I also don't like body scrubs with very coarse, large granules. They irritate and over-dry my skin and I don't feel that they clean as well as scrubs with fine granules do.

One solution I've found for this problem is using face or hand scrubs instead of body scrubs in the shower. Face scrubs tend to be more gentle and have smaller granules in them. If I have a face scrub that's not working for my face, I put it in my shower and use it as a body scrub. It's essentially the same thing anyway.

burcidi
Post 3

@alisha-- I've never tried this, but I have friends who use natural salt or sugar body scrubs. I think all they do is take some coarse sugar or salt and rub it on their wet skin in the bath. I don't know if they add any natural oils to it, but I'm sure you could. In fact, coconut oil or olive oil would probably be amazing.

I personally use an organic body scrub that's made from all natural ingredients, but I didn't make it myself. I got it from an organic bath products store. It is made from natural oils, papaya extracts and papaya seeds. Papaya seeds are the exfoliant and the oil is the emollient. It smells wonderful and works really well.

discographer
Post 2

I have a skin condition called keratosis pilaris, the more common name for it is chicken skin. It's basically a condition where the skin can't exfoliate itself because of too much skin protein. So these hard bumps form on top of the skin.

I've had this condition since I was a child on the back of my arms. It's really ugly and literally looks like I have goosebumps all the time. Recently, a dermatologist told me to use a body scrub in the shower to exfoliate that area. He said it should help open up the pores and clean the entrapped follicles.

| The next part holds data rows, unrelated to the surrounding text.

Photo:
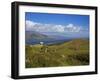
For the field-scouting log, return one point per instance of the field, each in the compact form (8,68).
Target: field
(71,53)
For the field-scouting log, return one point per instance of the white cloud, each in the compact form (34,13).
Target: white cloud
(34,26)
(72,28)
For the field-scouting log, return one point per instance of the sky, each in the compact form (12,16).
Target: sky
(59,24)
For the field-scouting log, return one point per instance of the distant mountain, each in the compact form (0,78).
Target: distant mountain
(32,37)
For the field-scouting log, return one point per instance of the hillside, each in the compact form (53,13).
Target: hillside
(71,53)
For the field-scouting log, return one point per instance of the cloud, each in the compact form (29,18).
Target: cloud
(72,28)
(34,26)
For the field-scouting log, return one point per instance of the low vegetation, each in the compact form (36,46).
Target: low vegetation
(72,53)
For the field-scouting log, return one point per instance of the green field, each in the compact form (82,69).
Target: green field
(72,53)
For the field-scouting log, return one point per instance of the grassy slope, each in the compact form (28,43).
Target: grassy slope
(75,52)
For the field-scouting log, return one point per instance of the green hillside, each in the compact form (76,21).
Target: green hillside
(72,53)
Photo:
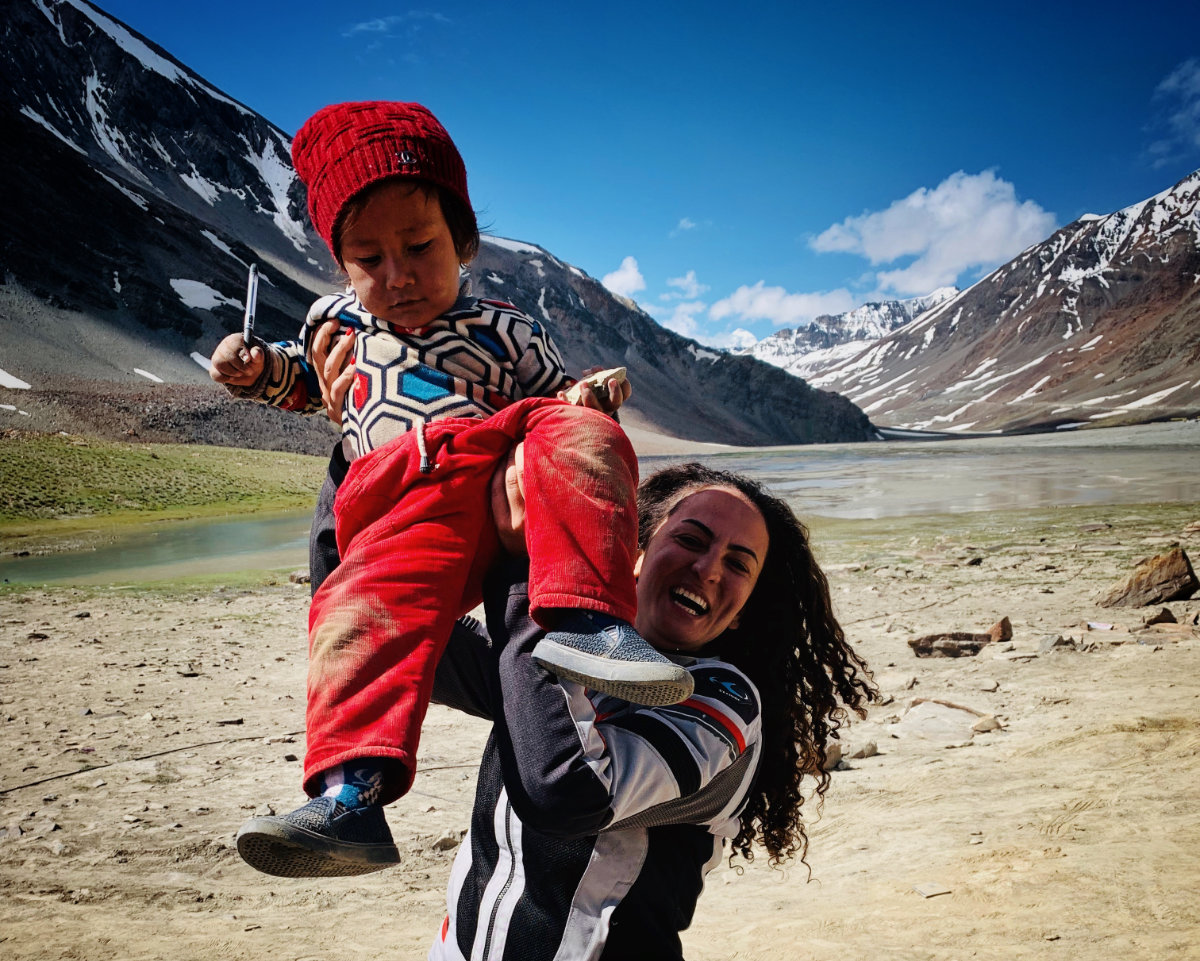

I bought a body scrub and scrubbed the back of my arms several times in one week. I checked my arms yesterday and there is nothing! It looks like the bumps went away completely. The dermatologist was right. I don't know why I never used body scrubs before, but I'm going to use them regularly from now on. If my skin can't exfoliate itself, I sure can do it for my skin!

Right now, I'm using a store bought body scrub. But I really want to try natural homemade ones and I think that might be better for me in the long run. Does anyone have a simple recipe to make natural body scrub at home?

harris
Post 1

Oh, the microplastic beads are awful! I can't believe they get used then just washed out to see. They're too small to filter out and could be eaten by any unsuspecting animal. I think they should be banned.